Exercise‐induced up‐regulation of skeletal muscle Nampt protein is independent of α2 AMP‐activated protein kinase

Deacetylases such as sirtuins convert nicotinamide adenine dinucleotide (NAD) to nicotinamide (NAM). NAM must be reconverted to NAD by nicotinamide phosphoribosyltransferase (Nampt) to ensure maintenance of deacetylase activity. We employed murine models of reduced skeletal muscle activity of AMP‐activated protein kinase (AMPK) to determine whether exercise‐mediated increases in skeletal muscle Nampt are dependent on AMPK activity. A single bout of acute exercise (90 min, 10 – 17 m/s, 10% slope) increased skeletal muscle Nampt mRNA to similar degrees in both wild type (WT) and AMPKα2 knockout (KO) mice three hours after exercise cessation (WT sedentary vs. exercise, 1.00±0.17 vs. 1.55±0.23 arbitrary units [AU, mean ± SEM], KO sedentary vs. exercise, 0.97±0.22 vs. 1.29±0.19, n=6–7, p<0.05).

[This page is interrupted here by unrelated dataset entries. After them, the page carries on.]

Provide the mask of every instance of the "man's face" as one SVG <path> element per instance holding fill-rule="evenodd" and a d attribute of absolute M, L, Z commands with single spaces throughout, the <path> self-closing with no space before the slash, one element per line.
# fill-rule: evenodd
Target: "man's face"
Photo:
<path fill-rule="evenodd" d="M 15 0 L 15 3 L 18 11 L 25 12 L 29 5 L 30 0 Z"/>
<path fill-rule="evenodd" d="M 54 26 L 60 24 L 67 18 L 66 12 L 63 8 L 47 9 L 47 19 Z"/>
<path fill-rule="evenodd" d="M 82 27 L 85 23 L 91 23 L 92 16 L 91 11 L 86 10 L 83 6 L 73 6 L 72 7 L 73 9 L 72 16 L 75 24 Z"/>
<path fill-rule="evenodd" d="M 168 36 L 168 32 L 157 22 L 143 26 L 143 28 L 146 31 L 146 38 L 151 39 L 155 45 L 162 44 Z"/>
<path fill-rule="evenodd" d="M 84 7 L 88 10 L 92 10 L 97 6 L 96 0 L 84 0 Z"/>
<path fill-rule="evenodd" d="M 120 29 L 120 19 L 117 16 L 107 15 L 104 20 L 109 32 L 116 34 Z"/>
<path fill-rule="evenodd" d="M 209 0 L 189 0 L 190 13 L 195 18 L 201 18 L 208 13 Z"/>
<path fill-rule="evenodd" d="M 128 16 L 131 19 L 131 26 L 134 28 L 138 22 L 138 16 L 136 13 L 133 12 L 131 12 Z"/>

Nampt protein in quadriceps muscle of AMPKα2 kinase dead (KD) mice was reduced relative to WT mice (p<0.05), and 6.5 weeks of combined voluntary wheel cage (7 d/week) and forced treadmill (5 d/week) exercise training increased quadriceps Nampt protein content of WT and KD animals to a similar degree (WT sedentary vs. trained 1.00±0.07 vs. 1.24±0.08 p<0.05, KD sedentary vs. trained, 0.89±0.05 vs. 1.05±0.07 AU, n=12–15, p<0.05). Despite reduced Nampt protein concentrations in skeletal muscle lacking a functional AMPKα2 subunit, exercise‐mediated Nampt protein gains do not appear to be dependent on α2 AMPK activity.